Chicken Tikka, Lentil, Spinach and Naan Salad (from Jamie's 15 Minute Meals)
2 x 200g skinless chicken breasts
2 heaped tsp Patak's tikka paste
4 chestnut mushrooms
4 spring onions
1 fresh red chilli
1 heaped tsp mustard seeds
1/2 tsp cumin seeds
1 250g pack of ready-to-eat Puy lentils
1 ripe tomato
red wine vinegar
1 big bunch of fresh coriander
4 tbsp fat-free natural yoghurt
1 heaped tbsp cashew nuts
1 heaped tbsp mango chutney
1 tsp turmeric
2 naan breads
200g baby spinach
1/2 a cucumber
30g feta cheese
On a large sheet of greaseproof paper, toss the chicken with salt, pepper and the tikka paste. Fold over the paper, then bash and flatten the chicken to 1,5cm thick with a rolling pin. Place on the hot griddle pan with the halved mushrooms, turning after 3 or 4 minutes, until nicely charred and cooked through. Trim and finely slice the spring onions and half the chili.
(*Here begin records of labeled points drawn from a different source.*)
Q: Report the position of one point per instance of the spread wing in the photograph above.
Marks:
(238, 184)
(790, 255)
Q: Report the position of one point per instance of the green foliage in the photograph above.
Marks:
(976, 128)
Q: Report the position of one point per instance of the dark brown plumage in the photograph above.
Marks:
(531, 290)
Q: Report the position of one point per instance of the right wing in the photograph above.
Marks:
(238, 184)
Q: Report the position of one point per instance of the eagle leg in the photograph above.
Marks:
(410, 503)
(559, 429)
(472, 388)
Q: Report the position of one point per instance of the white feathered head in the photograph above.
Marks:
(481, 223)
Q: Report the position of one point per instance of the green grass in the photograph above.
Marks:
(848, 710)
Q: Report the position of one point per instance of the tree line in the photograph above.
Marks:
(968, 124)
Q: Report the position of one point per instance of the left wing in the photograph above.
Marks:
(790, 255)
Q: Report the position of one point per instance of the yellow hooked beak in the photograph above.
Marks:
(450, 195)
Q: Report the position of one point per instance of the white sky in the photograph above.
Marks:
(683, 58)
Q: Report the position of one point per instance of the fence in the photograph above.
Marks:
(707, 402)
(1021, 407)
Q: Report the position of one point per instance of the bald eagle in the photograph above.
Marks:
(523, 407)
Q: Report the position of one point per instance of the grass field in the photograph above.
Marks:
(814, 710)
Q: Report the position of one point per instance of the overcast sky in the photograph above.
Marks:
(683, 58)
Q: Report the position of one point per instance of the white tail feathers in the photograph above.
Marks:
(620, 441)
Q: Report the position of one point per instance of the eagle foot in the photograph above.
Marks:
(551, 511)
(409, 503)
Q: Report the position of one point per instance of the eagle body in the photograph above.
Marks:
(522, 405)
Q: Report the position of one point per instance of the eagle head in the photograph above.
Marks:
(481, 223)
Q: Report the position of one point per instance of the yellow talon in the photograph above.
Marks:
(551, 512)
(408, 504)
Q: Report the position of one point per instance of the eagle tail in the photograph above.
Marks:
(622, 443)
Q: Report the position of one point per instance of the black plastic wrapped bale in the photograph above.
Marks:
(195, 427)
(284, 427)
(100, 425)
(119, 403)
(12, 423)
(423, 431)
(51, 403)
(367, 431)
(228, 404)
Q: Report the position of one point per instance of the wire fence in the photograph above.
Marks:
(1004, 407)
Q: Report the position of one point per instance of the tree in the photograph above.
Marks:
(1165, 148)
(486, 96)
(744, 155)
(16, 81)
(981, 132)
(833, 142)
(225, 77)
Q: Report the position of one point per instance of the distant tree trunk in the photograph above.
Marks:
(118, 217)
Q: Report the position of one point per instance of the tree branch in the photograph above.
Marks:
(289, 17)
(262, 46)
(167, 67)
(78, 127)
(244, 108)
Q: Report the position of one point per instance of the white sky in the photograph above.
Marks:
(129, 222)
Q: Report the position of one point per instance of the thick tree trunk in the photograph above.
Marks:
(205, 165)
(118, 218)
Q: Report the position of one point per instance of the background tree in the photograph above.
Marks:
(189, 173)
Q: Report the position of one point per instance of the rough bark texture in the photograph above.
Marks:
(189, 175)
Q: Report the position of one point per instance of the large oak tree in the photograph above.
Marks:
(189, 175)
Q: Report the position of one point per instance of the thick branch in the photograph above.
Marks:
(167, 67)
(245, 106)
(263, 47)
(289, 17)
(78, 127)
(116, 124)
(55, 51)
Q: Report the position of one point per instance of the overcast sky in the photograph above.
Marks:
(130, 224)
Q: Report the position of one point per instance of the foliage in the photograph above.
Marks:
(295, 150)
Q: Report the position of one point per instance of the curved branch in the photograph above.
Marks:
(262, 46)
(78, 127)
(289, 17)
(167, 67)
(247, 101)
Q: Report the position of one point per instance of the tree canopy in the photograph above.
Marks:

Put the mustard and cumin seeds and 2 tablespoons of oil into the frying pan, followed by the sliced spring onion and chili. Tip the lentils into the pan, squash in the tomato and add a punch salt and pepper and a splash of red wine vinegar. Toss occasionally for a couple of minutes, then turn the heat off. Rip the coriander stalks in the liquidizer with the juice of 1 lemon, the yoghurt, cashews, mango chutney and turmeric, then whizz up until smooth.
Remove the cooked chicken and mushrooms from the griddle and put the naan on the pan. Tip the baby spinach on to a serving board or platter, scatter over the lentils, speed-peel the cucumber and carrot over the top and sprinkle over the mushrooms. Slice the chicken, naan and remaining chili and arrange on top, then crumble over the feta and spoon over the dressing. Finish with the coriander leaves and serve with lemon wedges.